Optimizing Architectural-Feature Tradeoffs in Arabic Automatic Short Answer Grading: Comparative Analysis of Fine-Tuned AraBERTv2 Models

Provisionally accepted
  • 1Basrah University College of Science & Technology, Basrah, Iraq
  • 2University of Basrah, Basrah, Iraq

The final, formatted version of the article will be published soon.

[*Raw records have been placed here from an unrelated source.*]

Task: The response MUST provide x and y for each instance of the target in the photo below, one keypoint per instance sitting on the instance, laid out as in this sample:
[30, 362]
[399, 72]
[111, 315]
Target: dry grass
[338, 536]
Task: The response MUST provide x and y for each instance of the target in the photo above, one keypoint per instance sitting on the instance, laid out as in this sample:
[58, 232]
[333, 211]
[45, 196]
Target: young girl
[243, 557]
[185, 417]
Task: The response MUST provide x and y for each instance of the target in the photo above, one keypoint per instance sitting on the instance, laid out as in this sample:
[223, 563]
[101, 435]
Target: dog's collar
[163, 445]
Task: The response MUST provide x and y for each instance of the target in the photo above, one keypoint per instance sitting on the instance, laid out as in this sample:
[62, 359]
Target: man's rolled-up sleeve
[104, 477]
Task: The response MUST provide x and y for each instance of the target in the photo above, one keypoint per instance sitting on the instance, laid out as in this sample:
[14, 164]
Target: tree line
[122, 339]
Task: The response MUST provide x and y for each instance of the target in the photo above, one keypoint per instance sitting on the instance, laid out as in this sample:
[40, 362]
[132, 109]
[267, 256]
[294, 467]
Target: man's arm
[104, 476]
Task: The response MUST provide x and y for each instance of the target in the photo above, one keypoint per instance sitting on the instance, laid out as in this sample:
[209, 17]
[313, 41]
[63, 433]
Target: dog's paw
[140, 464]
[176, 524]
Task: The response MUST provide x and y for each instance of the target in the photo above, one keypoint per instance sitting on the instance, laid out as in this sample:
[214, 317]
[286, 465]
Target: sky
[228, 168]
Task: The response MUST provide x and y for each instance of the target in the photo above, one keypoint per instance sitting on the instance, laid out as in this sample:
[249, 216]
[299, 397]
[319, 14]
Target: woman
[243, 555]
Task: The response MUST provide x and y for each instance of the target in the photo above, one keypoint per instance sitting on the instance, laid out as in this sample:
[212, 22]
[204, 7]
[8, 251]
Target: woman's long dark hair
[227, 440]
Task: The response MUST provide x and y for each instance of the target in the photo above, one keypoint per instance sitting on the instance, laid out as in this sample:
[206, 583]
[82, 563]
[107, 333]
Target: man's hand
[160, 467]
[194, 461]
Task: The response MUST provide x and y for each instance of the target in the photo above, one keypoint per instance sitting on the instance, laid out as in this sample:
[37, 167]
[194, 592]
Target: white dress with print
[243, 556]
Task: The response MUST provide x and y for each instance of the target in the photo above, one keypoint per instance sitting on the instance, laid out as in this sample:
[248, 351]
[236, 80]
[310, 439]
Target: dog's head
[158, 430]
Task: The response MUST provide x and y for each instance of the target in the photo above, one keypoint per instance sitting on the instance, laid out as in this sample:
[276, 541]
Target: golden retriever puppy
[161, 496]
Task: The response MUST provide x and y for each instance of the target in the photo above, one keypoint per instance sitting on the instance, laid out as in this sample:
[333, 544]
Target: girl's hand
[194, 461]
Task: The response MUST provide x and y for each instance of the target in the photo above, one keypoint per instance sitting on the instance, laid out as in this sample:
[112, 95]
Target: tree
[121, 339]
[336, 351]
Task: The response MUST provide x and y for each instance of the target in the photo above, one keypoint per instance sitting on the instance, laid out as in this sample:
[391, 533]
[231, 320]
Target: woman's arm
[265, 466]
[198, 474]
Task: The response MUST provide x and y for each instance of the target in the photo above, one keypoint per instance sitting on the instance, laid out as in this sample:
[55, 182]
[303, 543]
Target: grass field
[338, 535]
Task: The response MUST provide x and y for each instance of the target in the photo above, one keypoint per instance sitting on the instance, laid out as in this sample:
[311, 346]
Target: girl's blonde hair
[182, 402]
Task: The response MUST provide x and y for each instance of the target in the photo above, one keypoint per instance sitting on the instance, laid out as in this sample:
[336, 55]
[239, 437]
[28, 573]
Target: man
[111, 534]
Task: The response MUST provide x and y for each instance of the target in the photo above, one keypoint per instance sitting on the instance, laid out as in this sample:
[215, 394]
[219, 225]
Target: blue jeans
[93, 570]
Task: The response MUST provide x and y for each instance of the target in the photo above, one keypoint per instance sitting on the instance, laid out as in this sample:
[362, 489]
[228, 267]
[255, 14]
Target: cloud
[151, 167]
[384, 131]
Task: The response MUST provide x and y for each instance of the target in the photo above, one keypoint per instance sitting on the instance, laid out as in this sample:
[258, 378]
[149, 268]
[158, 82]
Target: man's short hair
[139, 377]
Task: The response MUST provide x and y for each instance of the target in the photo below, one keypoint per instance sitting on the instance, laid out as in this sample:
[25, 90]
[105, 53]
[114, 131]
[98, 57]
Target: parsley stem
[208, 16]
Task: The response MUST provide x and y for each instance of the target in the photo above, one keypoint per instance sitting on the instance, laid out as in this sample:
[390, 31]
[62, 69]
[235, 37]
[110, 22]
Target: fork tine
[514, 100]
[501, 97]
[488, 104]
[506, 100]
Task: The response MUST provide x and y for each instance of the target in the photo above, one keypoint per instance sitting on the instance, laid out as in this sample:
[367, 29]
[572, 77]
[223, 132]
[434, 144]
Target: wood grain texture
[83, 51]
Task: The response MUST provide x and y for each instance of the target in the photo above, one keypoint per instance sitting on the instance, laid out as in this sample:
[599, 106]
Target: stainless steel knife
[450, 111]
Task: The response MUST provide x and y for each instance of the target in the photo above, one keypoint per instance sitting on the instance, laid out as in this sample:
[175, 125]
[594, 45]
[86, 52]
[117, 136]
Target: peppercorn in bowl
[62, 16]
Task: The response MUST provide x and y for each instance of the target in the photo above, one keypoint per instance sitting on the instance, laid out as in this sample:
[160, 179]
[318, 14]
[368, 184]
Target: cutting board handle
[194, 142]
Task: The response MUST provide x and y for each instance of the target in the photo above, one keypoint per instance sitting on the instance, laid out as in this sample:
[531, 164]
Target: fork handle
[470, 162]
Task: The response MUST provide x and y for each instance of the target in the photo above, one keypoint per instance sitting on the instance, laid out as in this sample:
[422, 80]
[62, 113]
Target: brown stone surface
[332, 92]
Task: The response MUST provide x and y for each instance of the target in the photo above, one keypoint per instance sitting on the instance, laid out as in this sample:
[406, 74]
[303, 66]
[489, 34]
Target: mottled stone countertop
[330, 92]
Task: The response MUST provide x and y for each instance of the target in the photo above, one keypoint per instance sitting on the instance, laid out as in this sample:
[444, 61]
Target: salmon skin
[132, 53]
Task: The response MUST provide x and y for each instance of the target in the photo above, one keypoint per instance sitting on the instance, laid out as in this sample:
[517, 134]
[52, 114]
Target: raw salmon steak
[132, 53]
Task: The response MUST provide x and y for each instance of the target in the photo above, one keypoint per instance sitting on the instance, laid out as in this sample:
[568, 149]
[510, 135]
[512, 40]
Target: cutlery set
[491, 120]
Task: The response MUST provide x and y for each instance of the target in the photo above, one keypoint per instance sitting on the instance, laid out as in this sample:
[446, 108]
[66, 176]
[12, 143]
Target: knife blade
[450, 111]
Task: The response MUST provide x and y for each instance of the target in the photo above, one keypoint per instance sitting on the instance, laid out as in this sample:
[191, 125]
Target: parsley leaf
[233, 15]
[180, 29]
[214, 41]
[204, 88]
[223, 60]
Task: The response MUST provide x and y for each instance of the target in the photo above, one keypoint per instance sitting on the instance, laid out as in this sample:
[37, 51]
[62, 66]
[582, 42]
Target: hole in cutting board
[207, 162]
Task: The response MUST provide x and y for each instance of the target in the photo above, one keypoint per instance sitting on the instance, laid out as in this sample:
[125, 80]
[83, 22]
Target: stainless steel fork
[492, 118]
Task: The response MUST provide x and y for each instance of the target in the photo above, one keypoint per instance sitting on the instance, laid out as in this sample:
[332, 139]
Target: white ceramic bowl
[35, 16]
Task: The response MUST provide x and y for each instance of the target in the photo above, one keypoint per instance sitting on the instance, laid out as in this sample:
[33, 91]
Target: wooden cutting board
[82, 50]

Automated essay evaluation systems represent a contemporary solution to the challenges presented by technological advancements in education, offering high accuracy in assessment while reducing reliance on human resources. This makes them essential in light of the growing demand for fast and reliable evaluation systems. However, a critical concern remains regarding the precision of these systems in their assessments and their ability to generalize in environments where large datasets are not readily available. This research aims to examine the generalizability of Automated Short Answer Grading (ASAG) systems under different training conditions, including unannotated data and annotated data. Through a comprehensive comparative methodology, the study evaluates the performance of precisely fine-tuned AraBERTv2 models integrated with three neural network architectures: Multilayer Perceptron (MLP), Convolutional Neural Network (CNN), and Long Short-Term Memory (LSTM), while testing them with varying numbers of features (2, 3, 4) using the AS-ARSG dataset. The primary goal is to explore the models' generalizability when incomplete data is available (unannotated or partially annotated) and to develop a flexible framework that reduces dependence on human assessment while maintaining grading quality. The results confirm that the two-feature MLP model outperformed all others by achieving the best performance with less error and high correlation values (MAE=1.31, Spearman's coefficient=0.808). In contrast, performance degradation was noted with the increasing number of features, especially in LSTM models. Through this approach, the research contributes to developing Arabic ASAG systems capable of adapting to limited data scenarios, thereby enhancing their efficiency and practical applicability.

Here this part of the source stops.